Air Namibia is struggling under the weight of some serious financial problems. Top of the list is that the airline owes more than N$250 million to Namibia Airports Company. But its exposure does not stop there.

Recently, Namibian Government Minister, John Mutorwa visited Air Namibia to discuss the situation with the airline’s Acting Managing Director Mandi Samson. Samson described the company’s problems as threefold: insufficient cash flow, a lack of annual reporting, and a lack of confidence by domestic banks and financial lenders.

Despite Air Namibia being wholly owned by the Namibian Government, the airline has been unable to secure any fresh source of financing from within the country. Samson said, “If the entire country cannot assist us then we have to look elsewhere. We are looking for financing at other countries such as South Africa”. However, she could not say how much money was required or if she was making any progress acquiring it.

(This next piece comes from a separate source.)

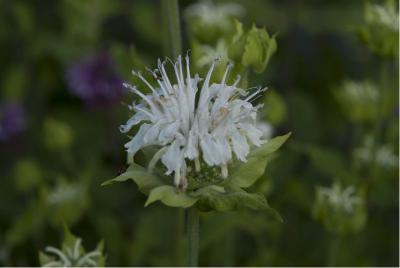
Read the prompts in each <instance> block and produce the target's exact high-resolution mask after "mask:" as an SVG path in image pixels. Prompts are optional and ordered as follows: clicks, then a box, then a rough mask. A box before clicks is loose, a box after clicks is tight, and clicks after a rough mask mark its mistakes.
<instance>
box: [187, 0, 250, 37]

The Namibian Government has discussed the airline’s financial problems and permission has been granted at Cabinet level for the airline to seek to borrow the money on the open market. Minister Mutorwa urged the airline to publish its annual accounts without which no lender would be remotely interested, including the Finance Minister Calle Schlettwein as the annual reports are required by law. Samson said the financial reports will be available in June. Air Namibia has not published any annual reports for the last ten years.

Air Namibia Board Chairman, Gerson Tjihenuna said the airline’s financial crisis is putting jobs at risk, not only the 700 workers directly employed by the airline but also 70,000 other workers whose jobs indirectly depend on the airline.

Tjihenuna said the Government had previously made commitments to the airline including N$3 billion to cover aircraft leasing costs. However, over the last 18 months, members of the government have been increasingly vocal, questioning the millions paid out in subsidies, and even asking if the airline is really necessary.

Since 2000, the government has given Air Namibia more than N$6 billion in subsidies. And the government has budgeted to continue giving subsidies the airline: N$486 million in 2018, N$494 million in 2019, and N$498 million in 2020.